Der „Katalog ambulant durchführbarer Operationen, sonstiger stationsersetzender Eingriffe und stationsersetzender Behandlungen" – kurz AOP-Katalog – enthält alle Operationen und sonstigen Eingriffe, die die Krankenhäuser in der Regel ambulant erbringen dürfen. Ist eine Leistung nicht im AOP-Katalog gelistet, dürfen die Krankenhäuser sie nicht ambulant erbringen. Abrechnungsgrundlage für alle Operationen und sonstigen Eingriffe des AOP-Katalogs ist – gemäß § 9 des AOP-Vertrags – der EBM. Die im AOP-Katalog hinterlegten Leistungen sind damit identisch mit den Leistungen, die auch Vertragsärztinnen und Vertragsärzte erbringen dürfen.
Der AOP-Katalog gliedert sich in drei Abschnitte:
Der Anhang 2 des EBM enthält alle Operationen, die Vertragsärzte ambulant und belegärztlich durchführen dürfen. Sein Spektrum ist deutlich umfassender als das des Abschnitts 1 des AOP-Katalogs. Bisher gilt: Für die Erweiterung des AOP-Katalogs um Operationen im Abschnitt 1 müssen diese zunächst in den Anhang 2 des EBM aufgenommen werden, sofern sie dort noch nicht aufgeführt sind.
Mit Wirkung zum 1. Januar 2023 wurden die EBM- und OPS-Ziffern zur Entnahme und Implantation einer M-ACT in den Anhang 2 des EBM aufgenommen:
Die EBM-Ziffern finden sich im Anhang (BA_620_Si_Beschluss_M-ACI_final).
Die Gebührenordnungspositionen zu den OPS-Kodes 5-801.ah, 5-801.kh, 5-812.8h und 5-812.hh sind nur bei Patientinnen und Patienten mit einem Gelenkknorpeldefekt des Kniegelenks vom Schweregrad III oder IV nach der Klassifikation der International Cartilage Regeneration & Joint Preservation Society (ICRS) berechnungsfähig. Sie lösen keine der seit dem 1. Januar 2023 eingeführten Zuschläge für das ambulante Operieren aus.
Die Gebührenordnungspositionen zu den OPS-Kodes 5-801.ah und 5-812.8h sind nur berechnungsfähig, wenn die Entnahme des Knorpelgewebes in einer Einrichtung gemäß § 20b Absatz 1 des Arzneimittelgesetzes (AMG) und unter Einhaltung der Vorschriften des Transplantationsgesetzes erfolgt.
Die im Zusammenhang mit der M-ACT entstehenden Sachkosten sind entsprechend Nr. 7.3 der Allgemeinen Bestimmungen gesondert berechnungsfähig. Die Laborkosten werden gegenüber der Krankenkasse bzw. der Kassenärztlichen Vereinigung (KV) abgerechnet.
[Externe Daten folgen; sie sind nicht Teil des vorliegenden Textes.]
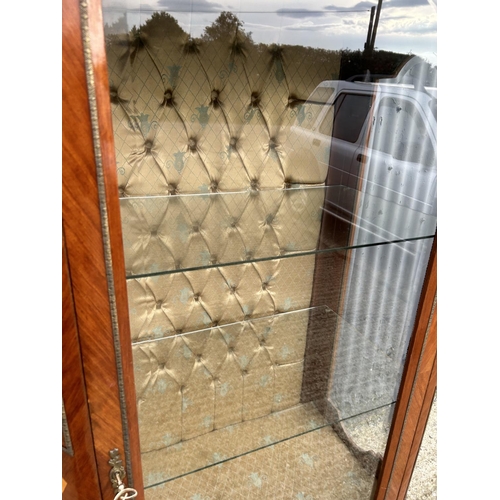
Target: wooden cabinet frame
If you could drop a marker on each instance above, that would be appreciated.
(98, 383)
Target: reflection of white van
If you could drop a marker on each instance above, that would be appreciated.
(381, 139)
(375, 143)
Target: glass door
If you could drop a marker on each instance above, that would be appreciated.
(278, 207)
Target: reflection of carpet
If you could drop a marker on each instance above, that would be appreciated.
(313, 466)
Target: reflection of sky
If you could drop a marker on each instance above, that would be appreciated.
(406, 26)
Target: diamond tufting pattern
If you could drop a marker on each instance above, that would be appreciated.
(208, 177)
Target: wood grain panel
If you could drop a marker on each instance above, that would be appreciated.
(83, 229)
(415, 396)
(79, 471)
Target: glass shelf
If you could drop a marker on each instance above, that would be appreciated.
(170, 234)
(270, 378)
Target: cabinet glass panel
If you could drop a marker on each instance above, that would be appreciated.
(278, 205)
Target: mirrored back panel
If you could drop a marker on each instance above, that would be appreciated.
(277, 176)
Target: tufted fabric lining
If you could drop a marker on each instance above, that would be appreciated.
(207, 175)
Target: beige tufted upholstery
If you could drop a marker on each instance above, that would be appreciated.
(207, 177)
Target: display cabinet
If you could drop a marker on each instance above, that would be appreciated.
(250, 261)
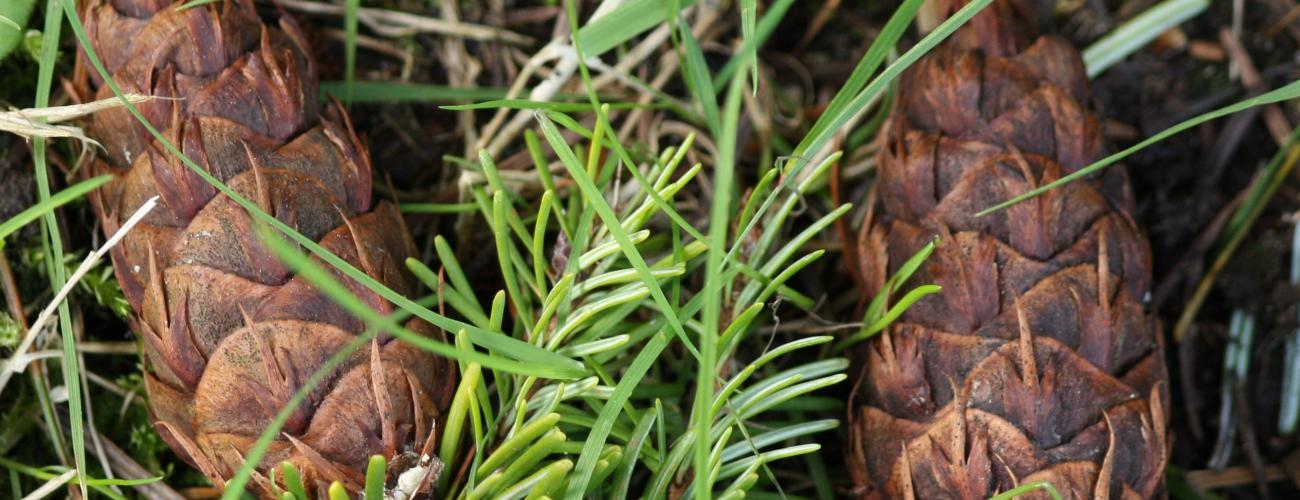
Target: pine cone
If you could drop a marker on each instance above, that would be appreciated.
(1036, 361)
(229, 333)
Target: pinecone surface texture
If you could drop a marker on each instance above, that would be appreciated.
(228, 333)
(1036, 361)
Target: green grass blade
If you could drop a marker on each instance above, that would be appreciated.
(407, 92)
(70, 360)
(1135, 34)
(628, 20)
(350, 9)
(1282, 94)
(375, 473)
(48, 204)
(13, 17)
(585, 468)
(835, 118)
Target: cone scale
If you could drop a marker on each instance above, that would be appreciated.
(228, 333)
(1038, 360)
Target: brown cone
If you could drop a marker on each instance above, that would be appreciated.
(1038, 359)
(228, 333)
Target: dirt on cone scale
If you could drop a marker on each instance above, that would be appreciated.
(229, 334)
(1038, 360)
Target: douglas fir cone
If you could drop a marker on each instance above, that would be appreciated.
(229, 334)
(1036, 361)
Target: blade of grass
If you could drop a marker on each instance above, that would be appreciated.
(407, 92)
(1282, 94)
(1138, 33)
(47, 205)
(624, 22)
(498, 342)
(350, 9)
(13, 17)
(70, 360)
(837, 114)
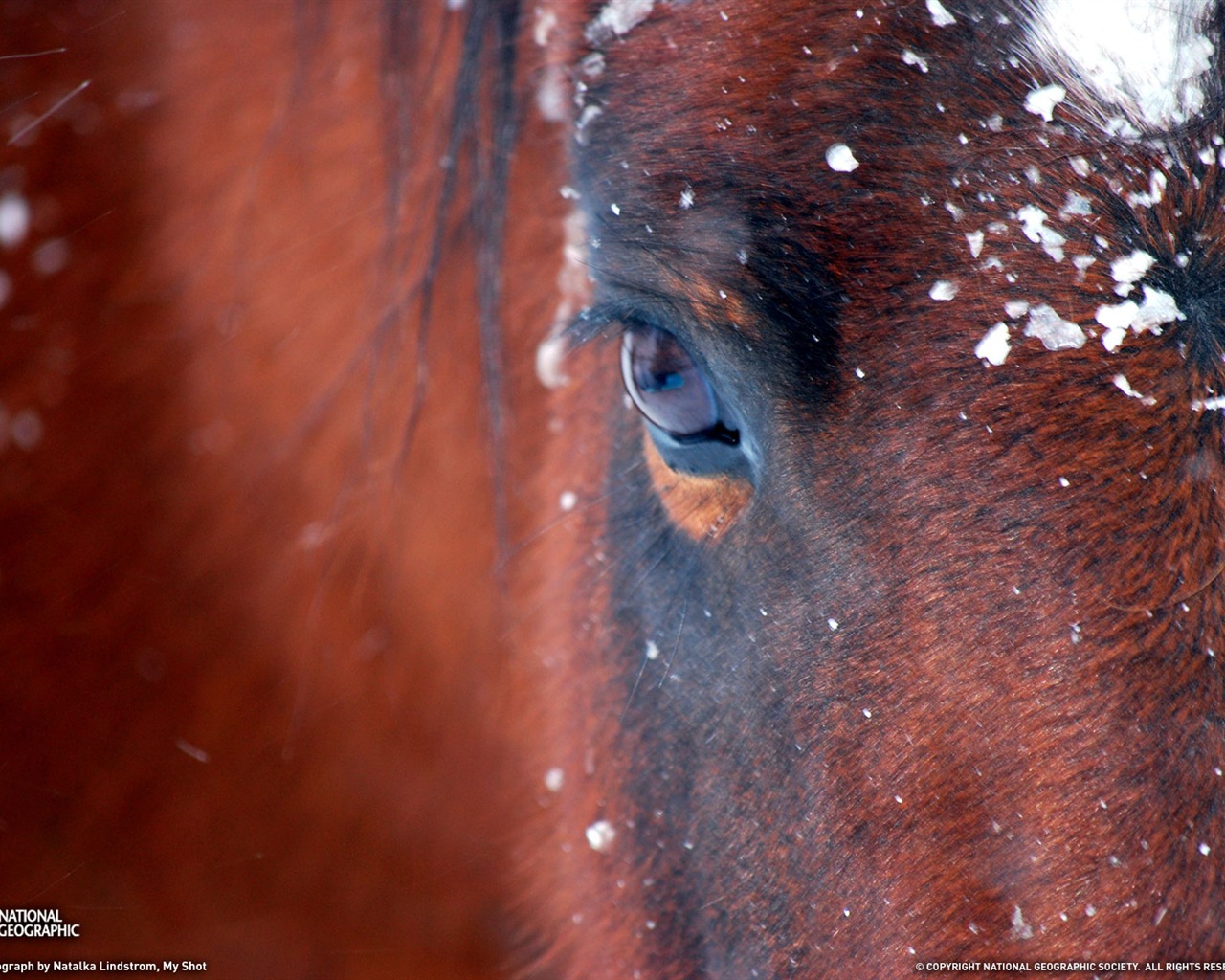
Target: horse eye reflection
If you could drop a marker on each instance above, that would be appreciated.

Zur ambulanten Durchführung der M-ACT berechtigt sind Fachärztinnen und Fachärzte für Orthopädie und Unfallchirurgie, für Orthopädie sowie für Chirurgie mit Schwerpunkt Unfallchirurgie. Für die ambulante Erbringung von Knorpelentnahme und Implantation der aufbereiteten, matrixassoziierten Knorpelzellen ist die Genehmigung nach der Qualitätssicherungsvereinbarung ambulantes Operieren gemäß § 135 Absatz 2 SGB V durch die KV erforderlich.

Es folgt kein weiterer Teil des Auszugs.